Pissed off rantings from a middle class adolescent.

Monday, November 27, 2006

Bulls on Parade

I regret not having covered the Oaxaca struggle yet in this blog.

What is being called the "vanguard of the Mexican and Latin American struggles" by the revolutionaries in Oaxaca, this insurrection and occupation of the city, in my view, stands out as a huge milestone on the timeline of leftist revolutions. No, wait, I mean: people's revolutions.
The fight for Oaxaca wouldn't be so prominent if it was fought only by insurgents or easily dubbed "guerillas" (despite what the main stream media would like you to think). In reality, the Oaxaca rebels are not just "insurgents." James Daria of Narco News said, in regards to the people's involvement:

"Throughout the course of the battle the residents of the community came out in support of the protesters. While the front lines ferociously battling police were made up mostly of Oaxacan youth, there were large numbers of older adults and many women among the ranks of the rebels. Whole families came out in solidarity with the movement. Many residents watched from their roofs and others brought out their mirrors to try and blind the pilots of the helicopters."

Could this be the forefront of a full-scale socialist revolution in Latin America? One wouldn't be alone if they thought so. This comes in tune with the election of notorious leftists Hugo Chavez (Venezuela), Evo Morales (Bolivia), and even the former Sandinista and Marxist Daniel Ortega (Nicaragua). However, the Oaxaca revolt differs in its style. It is not a political revolution. It did not bring about a change of power through electoral workings. Instead, it was the mass movement of the people. In the true style of Mikhail Bakunin, it was a collectivist assault on the ruling class.

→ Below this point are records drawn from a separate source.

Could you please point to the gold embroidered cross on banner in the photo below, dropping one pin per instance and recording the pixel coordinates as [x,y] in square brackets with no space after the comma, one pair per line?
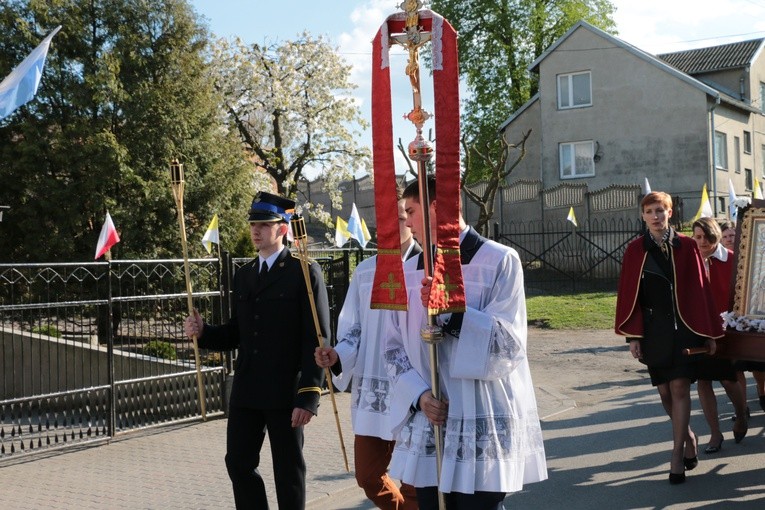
[391,285]
[446,286]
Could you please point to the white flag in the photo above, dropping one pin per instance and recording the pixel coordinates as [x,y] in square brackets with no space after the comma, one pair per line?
[646,187]
[108,237]
[732,201]
[212,235]
[355,228]
[21,85]
[705,207]
[572,217]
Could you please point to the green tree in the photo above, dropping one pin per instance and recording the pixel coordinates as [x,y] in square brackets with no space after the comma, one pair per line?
[126,87]
[291,106]
[498,40]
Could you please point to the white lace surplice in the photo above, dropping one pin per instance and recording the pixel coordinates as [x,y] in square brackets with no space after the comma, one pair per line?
[493,439]
[361,355]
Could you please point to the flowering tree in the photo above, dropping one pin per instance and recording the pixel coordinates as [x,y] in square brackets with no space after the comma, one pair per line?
[291,106]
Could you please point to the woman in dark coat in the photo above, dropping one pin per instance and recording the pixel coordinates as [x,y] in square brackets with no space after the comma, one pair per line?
[664,306]
[718,262]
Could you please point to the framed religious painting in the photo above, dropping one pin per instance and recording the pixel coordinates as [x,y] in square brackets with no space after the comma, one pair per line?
[745,321]
[749,287]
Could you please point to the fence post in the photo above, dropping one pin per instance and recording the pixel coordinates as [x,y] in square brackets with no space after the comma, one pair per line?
[112,426]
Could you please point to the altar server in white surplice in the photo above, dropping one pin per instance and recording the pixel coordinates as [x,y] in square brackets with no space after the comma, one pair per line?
[493,439]
[358,359]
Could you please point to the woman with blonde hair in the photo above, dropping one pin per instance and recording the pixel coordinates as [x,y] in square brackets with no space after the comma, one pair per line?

The reaction of the Oaxaca peoples may have started under the guise of an annual teachers strike, a yearly attempt that started in the late '70's with a call for more funding for public school uniforms, lunches and supplies. When it was met with police repression in May of 2006, however, it literally turned into a supernova, sparking the people to fight not just for the rights of the teachers' union, but also for the entire working class. Activists with true dedication took to the streets to battle the PFP and PRI backed paramilitary forces. Why Chicano police would continue to battle their brothers and sisters is beyond me. A police officers pay is no better than any other working person. It always struck me as ludacris that police would try and silence a working class movement, especially one that benefit all involved. Over all though, police who do not side with this struggle should not be constantly spared so as to try and gain muscle. We cannot constantly forego the dirty work to keep our hands clean, if that makes any sense.

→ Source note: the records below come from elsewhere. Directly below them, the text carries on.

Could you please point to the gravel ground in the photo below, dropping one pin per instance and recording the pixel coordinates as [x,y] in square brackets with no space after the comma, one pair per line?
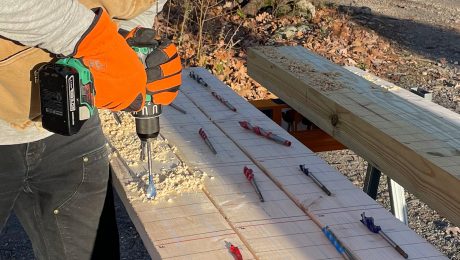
[423,220]
[429,29]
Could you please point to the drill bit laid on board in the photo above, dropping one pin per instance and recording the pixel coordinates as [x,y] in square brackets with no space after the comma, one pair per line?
[262,132]
[250,176]
[201,81]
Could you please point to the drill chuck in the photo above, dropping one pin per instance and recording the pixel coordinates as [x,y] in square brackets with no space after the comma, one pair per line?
[148,121]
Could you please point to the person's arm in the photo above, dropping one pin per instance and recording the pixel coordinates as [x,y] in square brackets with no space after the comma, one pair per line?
[54,25]
[67,27]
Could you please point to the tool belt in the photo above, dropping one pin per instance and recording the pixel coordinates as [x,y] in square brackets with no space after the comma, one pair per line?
[20,105]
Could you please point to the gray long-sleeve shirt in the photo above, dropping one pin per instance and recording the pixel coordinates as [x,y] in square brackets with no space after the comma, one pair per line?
[54,25]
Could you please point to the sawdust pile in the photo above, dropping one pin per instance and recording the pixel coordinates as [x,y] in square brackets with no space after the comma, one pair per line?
[172,177]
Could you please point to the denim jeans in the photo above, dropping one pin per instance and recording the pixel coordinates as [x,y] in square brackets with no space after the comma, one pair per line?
[56,187]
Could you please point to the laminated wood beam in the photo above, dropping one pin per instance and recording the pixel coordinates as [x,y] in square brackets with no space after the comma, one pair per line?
[415,145]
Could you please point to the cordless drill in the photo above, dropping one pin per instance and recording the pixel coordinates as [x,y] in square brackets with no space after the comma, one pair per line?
[147,124]
[66,95]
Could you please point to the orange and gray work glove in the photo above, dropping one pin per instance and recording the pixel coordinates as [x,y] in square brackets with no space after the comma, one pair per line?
[119,75]
[162,65]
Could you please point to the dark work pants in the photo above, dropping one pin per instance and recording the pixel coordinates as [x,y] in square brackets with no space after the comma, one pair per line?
[107,245]
[56,187]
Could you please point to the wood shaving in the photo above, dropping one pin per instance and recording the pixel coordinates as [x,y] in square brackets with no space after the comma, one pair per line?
[172,177]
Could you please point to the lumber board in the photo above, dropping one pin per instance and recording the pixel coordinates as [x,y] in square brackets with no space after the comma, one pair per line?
[190,227]
[237,201]
[389,130]
[275,167]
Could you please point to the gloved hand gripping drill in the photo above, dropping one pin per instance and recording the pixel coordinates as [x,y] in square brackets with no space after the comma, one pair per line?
[71,88]
[163,68]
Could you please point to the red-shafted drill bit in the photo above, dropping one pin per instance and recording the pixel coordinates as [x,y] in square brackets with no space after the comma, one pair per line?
[250,176]
[206,140]
[262,132]
[236,252]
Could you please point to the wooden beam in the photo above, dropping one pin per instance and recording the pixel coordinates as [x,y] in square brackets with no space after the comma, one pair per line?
[416,147]
[266,231]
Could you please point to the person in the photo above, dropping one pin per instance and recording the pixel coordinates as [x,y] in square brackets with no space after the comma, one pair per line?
[56,184]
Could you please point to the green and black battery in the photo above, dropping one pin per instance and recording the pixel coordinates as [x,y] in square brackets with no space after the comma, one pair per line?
[66,95]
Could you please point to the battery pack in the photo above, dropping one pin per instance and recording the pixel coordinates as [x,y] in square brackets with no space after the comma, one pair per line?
[60,99]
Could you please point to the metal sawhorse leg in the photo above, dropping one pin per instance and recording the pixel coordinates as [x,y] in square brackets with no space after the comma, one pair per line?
[397,198]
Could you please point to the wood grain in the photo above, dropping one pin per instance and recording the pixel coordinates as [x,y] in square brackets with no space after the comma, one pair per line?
[412,144]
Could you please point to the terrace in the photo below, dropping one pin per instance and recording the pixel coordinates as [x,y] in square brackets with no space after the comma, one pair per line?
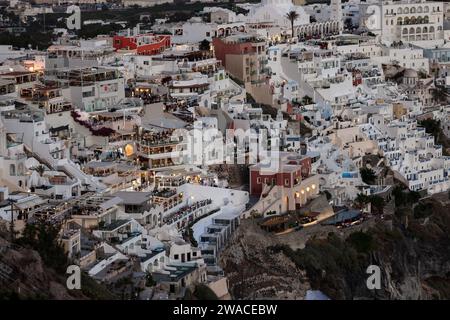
[186,212]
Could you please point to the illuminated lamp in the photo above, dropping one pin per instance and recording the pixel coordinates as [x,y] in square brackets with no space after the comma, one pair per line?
[129,150]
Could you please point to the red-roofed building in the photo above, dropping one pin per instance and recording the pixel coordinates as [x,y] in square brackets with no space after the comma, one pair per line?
[144,44]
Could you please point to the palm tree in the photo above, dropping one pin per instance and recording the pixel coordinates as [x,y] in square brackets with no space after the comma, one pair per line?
[39,169]
[361,200]
[292,16]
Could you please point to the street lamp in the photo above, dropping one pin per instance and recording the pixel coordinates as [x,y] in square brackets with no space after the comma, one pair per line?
[11,202]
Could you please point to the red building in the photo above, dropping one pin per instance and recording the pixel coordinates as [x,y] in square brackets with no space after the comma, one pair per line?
[144,44]
[288,175]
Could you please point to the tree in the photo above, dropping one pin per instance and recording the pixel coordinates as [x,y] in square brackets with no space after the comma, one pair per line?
[348,23]
[292,16]
[39,169]
[361,200]
[204,45]
[377,203]
[367,175]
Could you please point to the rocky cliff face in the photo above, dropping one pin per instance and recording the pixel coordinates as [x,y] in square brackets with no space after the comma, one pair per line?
[414,259]
[255,271]
[24,275]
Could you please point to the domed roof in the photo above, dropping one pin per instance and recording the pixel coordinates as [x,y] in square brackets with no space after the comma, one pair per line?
[410,73]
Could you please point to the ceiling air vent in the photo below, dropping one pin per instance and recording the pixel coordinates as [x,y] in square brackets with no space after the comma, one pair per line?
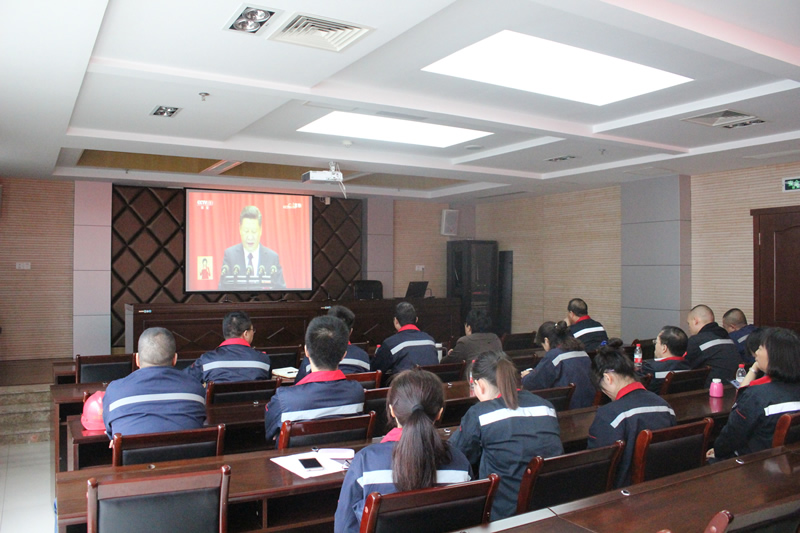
[726,118]
[326,34]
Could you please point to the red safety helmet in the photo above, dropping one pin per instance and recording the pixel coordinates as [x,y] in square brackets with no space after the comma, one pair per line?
[92,417]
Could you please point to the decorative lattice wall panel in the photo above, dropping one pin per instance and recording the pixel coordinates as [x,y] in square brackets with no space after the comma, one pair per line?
[147,247]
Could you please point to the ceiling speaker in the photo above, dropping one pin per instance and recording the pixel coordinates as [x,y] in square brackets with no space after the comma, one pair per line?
[449,222]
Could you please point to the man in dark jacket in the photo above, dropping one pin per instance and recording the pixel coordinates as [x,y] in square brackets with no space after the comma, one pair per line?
[406,348]
[709,345]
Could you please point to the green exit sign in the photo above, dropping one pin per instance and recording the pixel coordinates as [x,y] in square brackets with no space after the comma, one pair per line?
[791,184]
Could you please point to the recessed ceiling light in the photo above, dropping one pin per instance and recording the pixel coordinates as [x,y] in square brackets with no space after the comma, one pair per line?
[165,111]
[251,19]
[527,63]
[361,126]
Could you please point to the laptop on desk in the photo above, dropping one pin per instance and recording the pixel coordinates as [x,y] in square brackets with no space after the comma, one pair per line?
[416,289]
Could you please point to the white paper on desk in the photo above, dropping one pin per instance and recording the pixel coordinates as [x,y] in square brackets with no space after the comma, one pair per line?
[292,464]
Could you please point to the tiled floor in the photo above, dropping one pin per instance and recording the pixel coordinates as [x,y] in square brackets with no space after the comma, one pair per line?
[25,492]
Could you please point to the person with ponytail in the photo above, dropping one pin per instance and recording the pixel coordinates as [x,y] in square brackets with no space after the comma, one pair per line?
[565,362]
[632,410]
[412,456]
[506,429]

This all being said, and my solidarity with the Oaxaca rebels clear, there are problems with their tactics and working that leave me frustrated. For example, one can look at the recent day of brutality that saw full-on gunfire coming from PFP forces.

On November 25, two days ago from this posting, a peaceful demonstration in one of Oaxaca's main parks brought the deaths of three people by gunfire and the wounding of many others. In an attempt to form a human sheild around the PFP and PRI forces (peacefully), the APPO and other revolutionaries were met with tear gas and bruising force from the police and other governmental tools. When the need for self-defense was made evident, the revolutionaries responded with stones, slingshots and small-scale expolosives, a mere set of toys next to the PFP's goliath weapons. Overreacting, but reacting expectantly, the PFP returned fire with live ammunition, wounding dozens and causing even deaths. This is where my problem gives rise.

Why haven't the Oaxaca rebels fought fire with fire?

Peace is a wonderful thing and many would give anything in their possession to attain it, namely our brothers and sisters in Oaxaca. One must be ready to fight for peace though, as backwards as it may sound. Stones can do so much in biblical times, but when facing the fascism of a coporate plutocracy, the resistance of workers with guns says a lot more. The weapons population may be thin, but in true Zapatista spirit, armed revolt speaks much louder.
Every effort to peace must be tried before using such violent methods, some say. In reality though, haven't the Oaxaca rebels tried peace? They have given peace a chance but only to have that turn into the spilled blood of almost 15 innocent people. John F. Kennedy said it best when he said "Those who make peaceful revolution impossible, make violent revolution inevitable." The PFP are making a peaceful change of government impossible. The only way the APPO can/should respond now is with an explosion of armed revolutionary fervor. Only they can bring about the change, no outside governments or elections will do justice. They really do have a "world to win."


At 7:54 AM, Blogger TourPro said...

Uh, I think the PFP is responding to attacks from the "protesters". There are no reports of "gunfire" from the weekend and no deaths. You limo liberals sure like to twist the facts.

Oaxaca - Watch

At 10:17 AM, Blogger Kai! said...

Sorry, I guess some news sources on along with other sites (if you want links, ask) said so.

But I'm sure you're right, I mean, you are reliable, Mr. Tourpro.

At 10:47 AM, Blogger •VJESCI• said...

.oaxacan.I wonder is mister torpor knows how to pronounce that word.having been among them I know I do.